Dabei war das Mitte-links-Bündnis 2016 auch in Sachen Gemeinschaftsschulen mit hehren Zielen angetreten. Man werde die Schulform, die ein inklusives und gemeinsames Lernen von der 1. bis zur 13. Klasse ermöglichen soll, »qualitativ und quantitativ weiterentwickeln«, heißt es im Koalitionsvertrag. Auch werde man »ein Förderkonzept erarbeiten, um die Gründung von neuen Gemeinschaftsschulen attraktiver zu machen«.
Von alldem ist in der nun zu Ende gehenden Legislatur fast nichts eingelöst worden, kritisiert Regina Kittler, die bildungspolitische Sprecherin der Linksfraktion im Abgeordnetenhaus. Kittler zufolge bewegt sich die Zahl der Gemeinschaftsschulen nach wie vor auf einem geradezu »kläglichen« Niveau. Insgesamt 25 dieser »Schulen für alle« gibt es in Berlin, das ist lediglich eine mehr als zum Start der Koalition. Das Förderkonzept sei schlichtweg »liegen geblieben«. »Und was es an qualitativen Verbesserungen gab, das haben die Schulen selbst geschafft«, so Kittler.
Nicht auf die Schulform abgestimmte und somit letztlich sinnfreie Vorschriften, zu volle Klassen bei zugleich überdurchschnittlich vielen Schülern mit sonderpädagogischem Förderbedarf, zum Teil kilometerweit auseinandergerissene Schulstandorte: Die Liste der beklagten Versäumnisse ist lang. Wobei sich der Unmut nicht zuletzt daran entzündet, dass der Spitze der Bildungsverwaltung das Projekt inzwischen weitgehend egal sei.

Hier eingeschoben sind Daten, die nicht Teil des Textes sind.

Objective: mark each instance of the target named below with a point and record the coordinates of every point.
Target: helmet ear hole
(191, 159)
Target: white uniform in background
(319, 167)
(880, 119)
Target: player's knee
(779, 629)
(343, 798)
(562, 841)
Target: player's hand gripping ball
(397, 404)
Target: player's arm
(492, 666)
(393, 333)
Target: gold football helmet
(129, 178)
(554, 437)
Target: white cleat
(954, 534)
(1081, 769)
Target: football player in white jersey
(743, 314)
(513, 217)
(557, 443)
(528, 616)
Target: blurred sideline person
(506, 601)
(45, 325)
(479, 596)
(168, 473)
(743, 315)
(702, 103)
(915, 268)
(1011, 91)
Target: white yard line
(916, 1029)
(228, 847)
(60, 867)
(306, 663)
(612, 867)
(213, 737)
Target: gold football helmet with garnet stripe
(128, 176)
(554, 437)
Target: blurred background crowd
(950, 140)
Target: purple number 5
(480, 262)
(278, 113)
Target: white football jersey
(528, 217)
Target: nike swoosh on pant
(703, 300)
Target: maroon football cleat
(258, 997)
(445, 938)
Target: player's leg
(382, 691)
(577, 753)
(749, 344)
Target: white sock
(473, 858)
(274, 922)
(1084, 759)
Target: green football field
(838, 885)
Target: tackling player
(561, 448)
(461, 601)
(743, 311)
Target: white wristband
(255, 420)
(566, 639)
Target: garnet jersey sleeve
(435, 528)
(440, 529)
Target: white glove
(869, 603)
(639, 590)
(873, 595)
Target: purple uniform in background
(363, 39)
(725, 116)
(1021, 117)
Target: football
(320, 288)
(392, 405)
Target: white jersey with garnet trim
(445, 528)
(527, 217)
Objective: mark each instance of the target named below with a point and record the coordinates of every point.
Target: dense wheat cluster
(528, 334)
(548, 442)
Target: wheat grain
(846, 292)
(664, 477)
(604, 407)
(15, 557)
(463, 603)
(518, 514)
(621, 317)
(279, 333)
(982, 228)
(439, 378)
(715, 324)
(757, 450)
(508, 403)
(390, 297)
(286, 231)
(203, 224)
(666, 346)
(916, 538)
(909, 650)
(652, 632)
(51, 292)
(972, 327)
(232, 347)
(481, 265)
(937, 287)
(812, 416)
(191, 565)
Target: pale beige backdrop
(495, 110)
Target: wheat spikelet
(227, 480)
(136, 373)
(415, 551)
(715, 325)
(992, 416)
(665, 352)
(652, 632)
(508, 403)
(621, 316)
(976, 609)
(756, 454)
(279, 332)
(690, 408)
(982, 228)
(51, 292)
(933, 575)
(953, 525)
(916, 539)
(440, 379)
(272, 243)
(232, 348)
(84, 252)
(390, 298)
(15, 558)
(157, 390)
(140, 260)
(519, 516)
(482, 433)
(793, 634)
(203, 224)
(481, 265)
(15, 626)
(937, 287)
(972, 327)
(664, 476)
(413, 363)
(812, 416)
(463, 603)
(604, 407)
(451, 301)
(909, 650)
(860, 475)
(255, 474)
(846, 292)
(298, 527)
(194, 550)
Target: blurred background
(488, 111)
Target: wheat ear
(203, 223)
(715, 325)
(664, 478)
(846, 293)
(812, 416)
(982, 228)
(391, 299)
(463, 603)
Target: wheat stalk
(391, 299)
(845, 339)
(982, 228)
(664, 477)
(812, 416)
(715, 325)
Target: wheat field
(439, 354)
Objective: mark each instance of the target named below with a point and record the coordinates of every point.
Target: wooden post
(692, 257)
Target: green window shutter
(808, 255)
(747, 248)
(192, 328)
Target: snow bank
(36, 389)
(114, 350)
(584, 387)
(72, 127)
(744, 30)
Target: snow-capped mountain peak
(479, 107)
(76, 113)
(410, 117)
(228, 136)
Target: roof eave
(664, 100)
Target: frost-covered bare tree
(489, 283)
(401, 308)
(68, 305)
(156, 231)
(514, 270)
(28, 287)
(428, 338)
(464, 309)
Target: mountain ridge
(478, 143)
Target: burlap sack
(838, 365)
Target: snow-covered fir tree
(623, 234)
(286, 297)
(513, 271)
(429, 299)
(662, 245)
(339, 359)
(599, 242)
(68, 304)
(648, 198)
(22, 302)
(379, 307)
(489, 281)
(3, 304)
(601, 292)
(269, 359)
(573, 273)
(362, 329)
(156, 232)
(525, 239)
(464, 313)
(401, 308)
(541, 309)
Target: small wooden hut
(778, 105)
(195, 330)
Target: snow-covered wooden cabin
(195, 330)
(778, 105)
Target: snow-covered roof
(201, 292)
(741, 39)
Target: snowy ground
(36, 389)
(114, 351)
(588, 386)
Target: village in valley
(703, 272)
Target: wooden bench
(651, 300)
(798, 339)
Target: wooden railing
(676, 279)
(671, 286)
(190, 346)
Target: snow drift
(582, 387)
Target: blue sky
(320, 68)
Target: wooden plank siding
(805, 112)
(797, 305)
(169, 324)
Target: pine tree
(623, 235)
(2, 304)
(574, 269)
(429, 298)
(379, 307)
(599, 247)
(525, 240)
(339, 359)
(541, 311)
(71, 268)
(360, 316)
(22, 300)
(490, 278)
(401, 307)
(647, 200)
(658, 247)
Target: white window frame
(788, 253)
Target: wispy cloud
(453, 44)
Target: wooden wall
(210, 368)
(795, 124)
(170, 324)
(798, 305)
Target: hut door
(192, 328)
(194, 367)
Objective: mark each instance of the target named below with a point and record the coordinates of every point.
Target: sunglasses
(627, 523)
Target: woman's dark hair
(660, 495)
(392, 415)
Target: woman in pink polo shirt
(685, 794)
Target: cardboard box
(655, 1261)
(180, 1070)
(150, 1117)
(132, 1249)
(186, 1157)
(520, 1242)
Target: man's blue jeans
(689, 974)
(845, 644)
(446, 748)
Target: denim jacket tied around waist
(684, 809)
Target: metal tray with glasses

Robert Giese, Leiter der Fritz-Karsen-Schule in Neukölln, sagt mit Blick auf Bildungssenatorin Sandra Scheeres und ihre Staatssekretärin Beate Stoffers (beide SPD): »Wir empfinden die politische Ebene nicht als Unterstützung, nicht als Wertschätzung, sondern im Gegenteil: Wir müssen uns immer wieder durchsetzen in einzelnen Punkten, um unsere Arbeit machen und uns weiterentwickeln zu können.«
Auch Carola Ehrlich-Cypra vom Elternnetzwerk Berliner Gemeinschaftsschulen moniert die fehlende Rückendeckung: »Wer Gemeinschaftsschulen nicht will, das ist Sandra Scheeres.« Völlig unverständlich, findet Ehrlich-Cypra, die sich bei den Grünen engagiert. Schließlich zeige das Beispiel der Wilhelm-von-Humboldt-Schule, wie erfolgreich diese inklusive Schulform sein kann. 2020 feierte die Pankower Schule den besten Abiturdurchschnitt Berlins. »Das ist ein Kraftakt, aber es ist möglich«, so Ehrlich-Cypra.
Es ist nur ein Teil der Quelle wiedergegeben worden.